When those concrete things come to dominate experience, as began to happen to me with the pressures of higher education increasingly filling my life, life can lose the luster that makes it most worth living. I feel fortunate to have undergone this process of having to learn the hard way, so to speak, the value of remaining connected to life’s truest elements rather than constant absorption with screens and keypads. Now, rather than perfectly clean out my email I read a book that interests and educates me, or journal to beneficially process professional or personal matters. Or, I take a minute for an unexpected chat with a friendly fellow commuter or to simply close my eyes and check in with body sensations such as level of muscle tension and breath. All of that results in less anxiety and clearer thinking than I used to experience.
I see others in the grips of the technological addictions that were beginning to take hold of my life – not only 20 and 30 somethings (per the cultural cliché), yet also those younger and older.
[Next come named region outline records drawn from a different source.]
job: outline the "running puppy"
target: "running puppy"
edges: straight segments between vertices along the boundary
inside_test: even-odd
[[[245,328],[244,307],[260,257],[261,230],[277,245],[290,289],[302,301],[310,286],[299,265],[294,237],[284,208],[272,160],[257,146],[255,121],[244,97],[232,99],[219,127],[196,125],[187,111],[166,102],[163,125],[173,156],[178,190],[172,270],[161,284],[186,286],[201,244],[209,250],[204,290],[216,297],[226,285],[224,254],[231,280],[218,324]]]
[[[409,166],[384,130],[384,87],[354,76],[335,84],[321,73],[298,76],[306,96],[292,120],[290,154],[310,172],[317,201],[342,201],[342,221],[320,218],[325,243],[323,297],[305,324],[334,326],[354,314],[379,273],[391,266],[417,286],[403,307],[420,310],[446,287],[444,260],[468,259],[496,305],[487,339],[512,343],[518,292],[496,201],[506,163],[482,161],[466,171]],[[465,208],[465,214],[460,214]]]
A part of me – perhaps that part that is now mindfully observing my process of technological disconnection – wants to help (at least some of) them see how they are becoming “cut off….from their own instincts” (15), as Woodman describes can happen. While giving them the full autonomy of choice over how they spend their time, I want to help them return to presence through the body and greater use of its connection to the mind.
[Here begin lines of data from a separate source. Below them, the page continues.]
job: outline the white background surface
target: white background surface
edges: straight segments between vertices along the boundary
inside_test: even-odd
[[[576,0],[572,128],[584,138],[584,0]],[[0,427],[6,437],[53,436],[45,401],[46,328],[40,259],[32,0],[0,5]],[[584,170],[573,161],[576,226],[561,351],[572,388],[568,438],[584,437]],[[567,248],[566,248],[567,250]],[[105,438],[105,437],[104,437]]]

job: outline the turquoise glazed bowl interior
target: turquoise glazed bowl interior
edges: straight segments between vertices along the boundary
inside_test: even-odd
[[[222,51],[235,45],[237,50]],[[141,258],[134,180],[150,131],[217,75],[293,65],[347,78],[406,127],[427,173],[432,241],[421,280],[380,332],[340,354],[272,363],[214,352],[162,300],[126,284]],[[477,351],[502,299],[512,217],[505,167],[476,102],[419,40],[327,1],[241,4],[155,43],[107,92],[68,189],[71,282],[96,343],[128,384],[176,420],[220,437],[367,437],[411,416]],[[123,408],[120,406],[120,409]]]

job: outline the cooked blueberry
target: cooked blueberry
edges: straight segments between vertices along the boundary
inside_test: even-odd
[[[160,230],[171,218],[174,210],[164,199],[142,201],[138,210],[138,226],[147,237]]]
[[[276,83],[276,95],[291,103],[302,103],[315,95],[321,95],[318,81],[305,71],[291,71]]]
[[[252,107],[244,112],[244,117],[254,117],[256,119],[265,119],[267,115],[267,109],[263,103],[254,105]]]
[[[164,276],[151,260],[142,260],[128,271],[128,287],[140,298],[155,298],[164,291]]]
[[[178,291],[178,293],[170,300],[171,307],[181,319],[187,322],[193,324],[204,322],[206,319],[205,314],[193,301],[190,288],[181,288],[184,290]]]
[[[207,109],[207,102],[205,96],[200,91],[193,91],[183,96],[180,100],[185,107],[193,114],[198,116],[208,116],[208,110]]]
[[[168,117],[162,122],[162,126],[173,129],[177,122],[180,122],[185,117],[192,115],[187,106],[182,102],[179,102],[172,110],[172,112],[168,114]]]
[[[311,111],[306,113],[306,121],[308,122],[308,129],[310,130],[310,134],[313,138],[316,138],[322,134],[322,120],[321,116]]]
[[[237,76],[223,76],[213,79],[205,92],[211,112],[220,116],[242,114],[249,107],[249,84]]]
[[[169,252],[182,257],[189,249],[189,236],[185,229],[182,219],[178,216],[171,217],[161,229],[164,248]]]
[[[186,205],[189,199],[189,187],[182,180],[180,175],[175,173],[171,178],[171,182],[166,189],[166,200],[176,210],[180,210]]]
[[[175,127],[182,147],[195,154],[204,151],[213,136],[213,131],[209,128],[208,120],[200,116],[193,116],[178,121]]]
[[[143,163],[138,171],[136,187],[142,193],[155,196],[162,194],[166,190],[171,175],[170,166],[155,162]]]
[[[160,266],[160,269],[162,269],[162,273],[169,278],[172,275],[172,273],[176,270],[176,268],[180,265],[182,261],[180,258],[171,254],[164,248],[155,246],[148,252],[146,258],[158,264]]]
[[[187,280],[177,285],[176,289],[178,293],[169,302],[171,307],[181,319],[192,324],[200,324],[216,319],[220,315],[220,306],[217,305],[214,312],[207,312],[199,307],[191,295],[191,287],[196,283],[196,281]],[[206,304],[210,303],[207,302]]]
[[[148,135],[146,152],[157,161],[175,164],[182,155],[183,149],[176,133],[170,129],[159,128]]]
I believe that yoga has much to offer in this regard, such as in leading individuals to more fully experience their bodies in space – beyond crouching over their phones and iPads, texting or surfing the internet. In any case, in whatever work I may come to engage in as a yoga instructor, becoming more present through my process of technological disconnecting will most likely help me to be more engaged with and helpful for whomever I come to serve. And along the way, I am happy to share my story of moving from attention to screens to that of my larger world – if it might be contextually appropriate and helpful for a fellow yoga practitioner or student. I believe that all yoga instructors can similarly set a positive example in this area, through our practices in mindfulness and pratyahara – being as we are among those living yoga as a lifestyle.